Lacking Natural Simplicity

Random musings on books, code, and tabletop games.

Lisp-style trampolines in Common Lisp, C, Ada, Oberon-2, and Revised Oberon

Are you familiar with lisp-style trampolines? A trampoline is a loop that iteratively invokes functions that return functions. The previous link will lead you through CONS Should Not CONS Its Arguments, Part II: Cheney on the M.T.A. (PDF version; see p. 17 in the original publication, but that is the first page of the PDF that link eventually leads to), which, while saying you should just go ahead and convert to Continuation-passing style form (CPS), mentions in passing No assembly required: compiling standard ML to C, (see p. 168 in the original publication, which is the page 8 of the PDF that link eventually leads to) which leads you to RABBIT: A Compiler for SCHEME, where the concept is discussed under the name the "SCHEME UUO handler" (see p. 23–24).

Why is this useful? It allows you to compile a language that requires proper tail call optimization to one that does not provide that. For instance, if you wanted to compile Scheme, which requires proper tail call optimization, to Common Lisp, which does not require proper tail call optimization, you can't just translate Scheme functions directly into Common Lisp functions, because tail calls allocate stack space, and eventually the stack will run out of space.

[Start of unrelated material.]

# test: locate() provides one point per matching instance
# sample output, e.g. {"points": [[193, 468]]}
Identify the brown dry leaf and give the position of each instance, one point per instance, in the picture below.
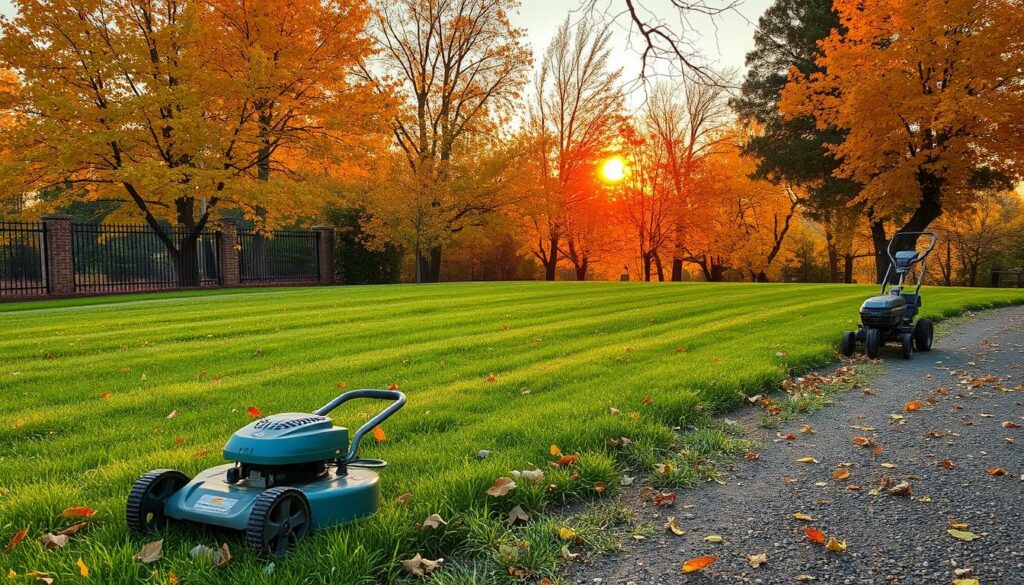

Here's an example that will run forever in any standard confirming Scheme, forever.scm:

;;; Recurse forever, because with tail call optimization, the stack
;;; never runs out!
(define i 0)

(define (f)
  (set! i (+ 1 i))
  (display "call #") (display i) (newline)
  (f))

(f)

Here's not_forever.lisp, the same thing in Common Lisp:

;;; Recurse until the stack space runs out.
(defparameter i 0)

(defun f ()
  (incf i)
  (format t "call #~d~%" i)
  (f))

(f)

Now, some Common Lisp implementations don't do tail call optimization, and some do. Some don't do tail call optimization unless you compile the functions in question.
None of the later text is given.